The empire struck back, well sort of. Two leading members of the business commentariat this morning defended the decision by the Commonwealth Bank to increase variable mortgage rates by 10 basis points earlier this week.

Fairfax commentator, Elizabeth Knight, agreed with the banks line, noting:

The banks have long been pushing their case that the rate at which they borrow funds no longer closely mirrors the cash rate set by the Reserve Bank. Thus when it cuts rates the Big Four — the Commonwealth, Westpac, ANZ and NAB — don’t have a business case for passing it all on. They can’t afford to.

Stephen Bartholomeusz was even more strident in his defense, in an article entitled “Pilloried for Playing Fair“, Bartho claimed:

Bank funding costs are now moving quite differently to the cash rate, which means everyone will have to get used to the new reality: that home loan and business loan rate movements aren’t going to be tied as directly to the RBA’s official rates, in the period ahead, as they have been in the past. That’s not a matter of the banks being selfish, or evidence of profiteering; it simply reflects the new post-crisis reality of their funding environment.

There is certainly an element of truth in those arguments — the cost of wholesale funding has increased due to the significant debt loads being assumed by governments to pay for fiscal spending. Nevertheless, while the banks’ costs have risen (and in the Commonwealth’s defence, it did have lower prevailing mortgage rates that the other majors), the big four have more than made up for the compressed margins in other areas.

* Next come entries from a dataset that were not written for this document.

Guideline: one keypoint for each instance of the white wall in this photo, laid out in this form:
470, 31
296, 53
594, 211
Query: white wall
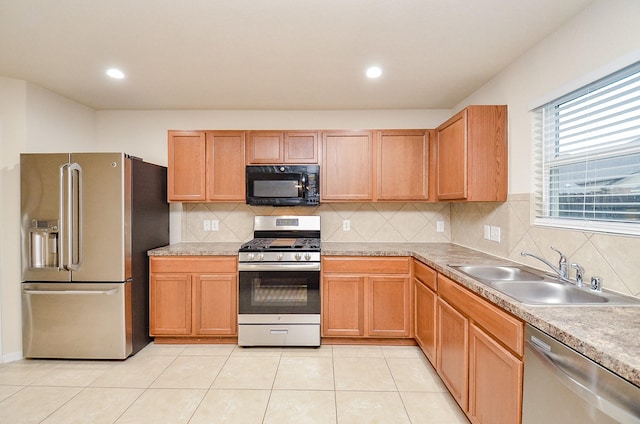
144, 133
598, 39
32, 119
12, 140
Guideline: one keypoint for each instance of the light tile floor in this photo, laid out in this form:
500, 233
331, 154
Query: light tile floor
199, 384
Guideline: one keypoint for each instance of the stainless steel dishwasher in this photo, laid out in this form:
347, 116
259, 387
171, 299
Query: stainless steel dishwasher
563, 386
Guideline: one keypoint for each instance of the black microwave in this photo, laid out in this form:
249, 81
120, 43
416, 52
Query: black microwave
283, 185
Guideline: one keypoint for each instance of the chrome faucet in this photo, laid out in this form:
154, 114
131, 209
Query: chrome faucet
561, 269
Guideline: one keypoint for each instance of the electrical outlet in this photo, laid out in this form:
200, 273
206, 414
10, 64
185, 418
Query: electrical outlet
495, 234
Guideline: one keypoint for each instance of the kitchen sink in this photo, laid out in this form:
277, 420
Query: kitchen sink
499, 272
533, 287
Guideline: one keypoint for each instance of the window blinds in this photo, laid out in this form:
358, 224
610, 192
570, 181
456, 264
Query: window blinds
588, 149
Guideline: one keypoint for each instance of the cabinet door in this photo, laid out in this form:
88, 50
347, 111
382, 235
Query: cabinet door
347, 166
425, 319
301, 147
451, 161
186, 171
389, 306
452, 352
225, 166
170, 304
403, 169
342, 306
214, 304
495, 381
265, 147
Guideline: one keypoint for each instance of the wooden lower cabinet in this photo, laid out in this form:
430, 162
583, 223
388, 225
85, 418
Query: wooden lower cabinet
425, 301
193, 298
366, 297
495, 378
480, 350
453, 352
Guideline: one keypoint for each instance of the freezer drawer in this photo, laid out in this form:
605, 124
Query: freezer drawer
79, 321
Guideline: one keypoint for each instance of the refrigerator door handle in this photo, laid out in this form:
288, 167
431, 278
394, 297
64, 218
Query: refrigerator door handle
75, 217
62, 238
84, 292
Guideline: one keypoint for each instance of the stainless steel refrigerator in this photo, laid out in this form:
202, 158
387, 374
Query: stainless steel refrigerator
88, 220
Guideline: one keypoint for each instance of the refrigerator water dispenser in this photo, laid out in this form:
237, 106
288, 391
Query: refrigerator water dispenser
44, 244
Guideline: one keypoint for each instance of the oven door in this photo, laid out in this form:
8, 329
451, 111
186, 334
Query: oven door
279, 289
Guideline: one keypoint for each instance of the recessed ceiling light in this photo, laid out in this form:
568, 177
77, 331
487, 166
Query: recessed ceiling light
374, 72
115, 73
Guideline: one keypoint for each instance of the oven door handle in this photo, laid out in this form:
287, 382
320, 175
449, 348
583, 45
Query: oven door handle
315, 266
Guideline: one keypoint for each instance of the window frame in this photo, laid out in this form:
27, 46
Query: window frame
541, 198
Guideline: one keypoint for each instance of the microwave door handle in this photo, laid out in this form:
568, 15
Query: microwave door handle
75, 217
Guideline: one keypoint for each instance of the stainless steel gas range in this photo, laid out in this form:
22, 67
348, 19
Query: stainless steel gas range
279, 283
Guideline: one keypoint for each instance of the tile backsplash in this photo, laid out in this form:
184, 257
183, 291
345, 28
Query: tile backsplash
612, 257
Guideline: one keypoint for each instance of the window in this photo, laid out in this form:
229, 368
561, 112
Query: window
590, 156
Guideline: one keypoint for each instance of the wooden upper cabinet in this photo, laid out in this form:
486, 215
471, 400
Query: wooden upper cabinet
348, 170
403, 166
471, 155
225, 166
206, 166
186, 173
276, 147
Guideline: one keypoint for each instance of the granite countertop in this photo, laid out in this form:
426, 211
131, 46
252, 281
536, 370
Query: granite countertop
609, 335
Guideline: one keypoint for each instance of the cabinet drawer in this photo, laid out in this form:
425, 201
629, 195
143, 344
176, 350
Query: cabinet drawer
503, 326
388, 265
425, 274
193, 264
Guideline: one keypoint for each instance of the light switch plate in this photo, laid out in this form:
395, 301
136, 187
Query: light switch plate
495, 234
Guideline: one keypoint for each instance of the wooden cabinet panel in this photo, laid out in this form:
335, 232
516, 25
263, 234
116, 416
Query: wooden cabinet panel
170, 304
277, 147
389, 307
225, 166
265, 147
403, 165
471, 155
495, 381
452, 159
342, 306
214, 311
347, 166
186, 175
193, 296
425, 317
452, 357
505, 327
366, 297
301, 147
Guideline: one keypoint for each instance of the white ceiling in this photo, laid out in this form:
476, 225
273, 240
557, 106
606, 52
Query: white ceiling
270, 54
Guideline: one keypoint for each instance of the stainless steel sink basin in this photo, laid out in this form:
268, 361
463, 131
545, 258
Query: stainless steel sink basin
547, 293
499, 272
533, 287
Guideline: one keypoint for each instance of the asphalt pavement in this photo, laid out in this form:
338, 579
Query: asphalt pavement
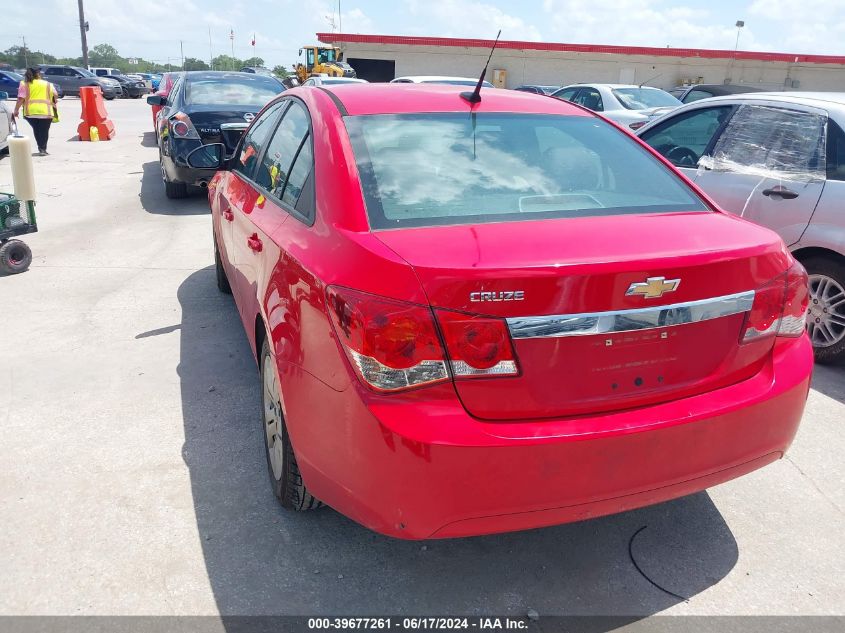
134, 481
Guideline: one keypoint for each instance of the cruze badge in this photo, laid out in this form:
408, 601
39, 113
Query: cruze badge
504, 295
653, 287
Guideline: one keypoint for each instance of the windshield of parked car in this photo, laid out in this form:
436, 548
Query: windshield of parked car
456, 168
240, 90
644, 98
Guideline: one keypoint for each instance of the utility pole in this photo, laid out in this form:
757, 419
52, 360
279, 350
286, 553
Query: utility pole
83, 32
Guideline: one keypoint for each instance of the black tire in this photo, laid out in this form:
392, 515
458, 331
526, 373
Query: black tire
15, 257
835, 353
289, 489
222, 280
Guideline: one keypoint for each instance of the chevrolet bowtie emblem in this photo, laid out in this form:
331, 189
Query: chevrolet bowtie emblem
653, 287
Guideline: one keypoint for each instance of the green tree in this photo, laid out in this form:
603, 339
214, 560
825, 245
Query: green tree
192, 63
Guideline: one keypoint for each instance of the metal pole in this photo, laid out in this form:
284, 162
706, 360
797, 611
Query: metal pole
83, 34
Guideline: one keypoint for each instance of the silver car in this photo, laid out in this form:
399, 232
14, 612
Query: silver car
777, 159
627, 104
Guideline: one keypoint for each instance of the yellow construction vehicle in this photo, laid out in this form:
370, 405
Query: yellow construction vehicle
322, 60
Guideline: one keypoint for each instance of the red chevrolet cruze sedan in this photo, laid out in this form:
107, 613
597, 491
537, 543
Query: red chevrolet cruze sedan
473, 318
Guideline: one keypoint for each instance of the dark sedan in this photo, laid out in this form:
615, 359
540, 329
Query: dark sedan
205, 107
132, 88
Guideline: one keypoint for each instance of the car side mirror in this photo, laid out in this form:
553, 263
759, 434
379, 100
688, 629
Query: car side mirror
211, 156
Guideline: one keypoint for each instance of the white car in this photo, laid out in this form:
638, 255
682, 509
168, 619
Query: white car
440, 79
332, 81
627, 104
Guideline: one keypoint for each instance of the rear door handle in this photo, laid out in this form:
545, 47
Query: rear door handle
783, 192
254, 243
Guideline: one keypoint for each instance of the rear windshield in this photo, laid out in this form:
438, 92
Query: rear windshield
239, 90
644, 98
456, 168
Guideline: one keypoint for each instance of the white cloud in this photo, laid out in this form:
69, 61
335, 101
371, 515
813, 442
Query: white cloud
456, 18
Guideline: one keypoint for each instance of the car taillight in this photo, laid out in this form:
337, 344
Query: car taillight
392, 345
780, 307
181, 126
477, 346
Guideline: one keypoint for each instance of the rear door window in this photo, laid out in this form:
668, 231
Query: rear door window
772, 142
449, 168
697, 95
685, 138
568, 94
590, 99
835, 152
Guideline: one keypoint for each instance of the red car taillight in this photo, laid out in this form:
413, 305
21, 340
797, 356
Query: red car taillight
391, 345
780, 307
478, 346
394, 345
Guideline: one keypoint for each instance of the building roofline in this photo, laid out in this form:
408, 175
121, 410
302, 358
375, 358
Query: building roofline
702, 53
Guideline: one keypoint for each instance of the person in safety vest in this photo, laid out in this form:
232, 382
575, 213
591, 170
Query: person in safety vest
38, 98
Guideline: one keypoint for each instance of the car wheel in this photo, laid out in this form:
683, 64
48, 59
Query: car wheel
15, 257
285, 478
222, 280
826, 314
173, 190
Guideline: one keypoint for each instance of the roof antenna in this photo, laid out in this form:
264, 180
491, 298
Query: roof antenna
475, 95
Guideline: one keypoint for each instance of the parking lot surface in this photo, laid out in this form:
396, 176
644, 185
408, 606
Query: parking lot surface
134, 478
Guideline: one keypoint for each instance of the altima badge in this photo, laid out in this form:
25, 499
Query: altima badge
653, 287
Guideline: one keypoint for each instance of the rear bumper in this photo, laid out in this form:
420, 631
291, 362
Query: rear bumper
422, 468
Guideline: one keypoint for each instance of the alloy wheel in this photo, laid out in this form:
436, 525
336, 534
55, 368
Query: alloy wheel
826, 315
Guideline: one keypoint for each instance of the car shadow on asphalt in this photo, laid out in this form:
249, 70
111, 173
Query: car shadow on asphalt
154, 201
264, 560
830, 380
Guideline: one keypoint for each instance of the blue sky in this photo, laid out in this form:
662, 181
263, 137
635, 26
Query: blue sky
153, 28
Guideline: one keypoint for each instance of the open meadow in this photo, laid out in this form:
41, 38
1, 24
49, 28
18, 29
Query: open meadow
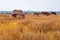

Former Liberal leader and economist, John Hewson, put it best in the Financial Review this morning when he noted:

[The banks] are exploiting their privileged position in the financial crisis, some of which is of their own making, to the narrow benefit of a few key executives, who were already overpaid, and their shareholders, by ripping back market share, restricting credit, overcharging for their services, underpaying their depositors, and investing their considerable and growing ‘excess’ cash in either supporting other banks, buying government securities, or acquiring foreign assets, mostly Asian.

The fact remains in an economic downturn most businesses will face margin compression — consumer spending falls, which leads to lower revenue and likely lower earnings. Banks are seeking to avoid this scenario by using their market power to overcome macroeconomic reality. They are able to do this because the large banks operate in a regulated oligopoly with minimal real competition.

Banks have no inalienable right to maintain margins in a recession — nor are they legally allowed to charge exception fees which amount to a penalty under the common law. However, it seems that when it comes to maintaining the profitability of the big four banks, contract or competition laws don’t really seem to apply.

While drastic (especially coming from a former leader of the Liberal party), perhaps Hewson’s solution is most apt, that maybe the banks “should be re-regulated to ensure they meet their moral and community service obligations. At the very least, it is now imperative that the government initiate a truly independent, judicial inquiry into the activities of our banks.”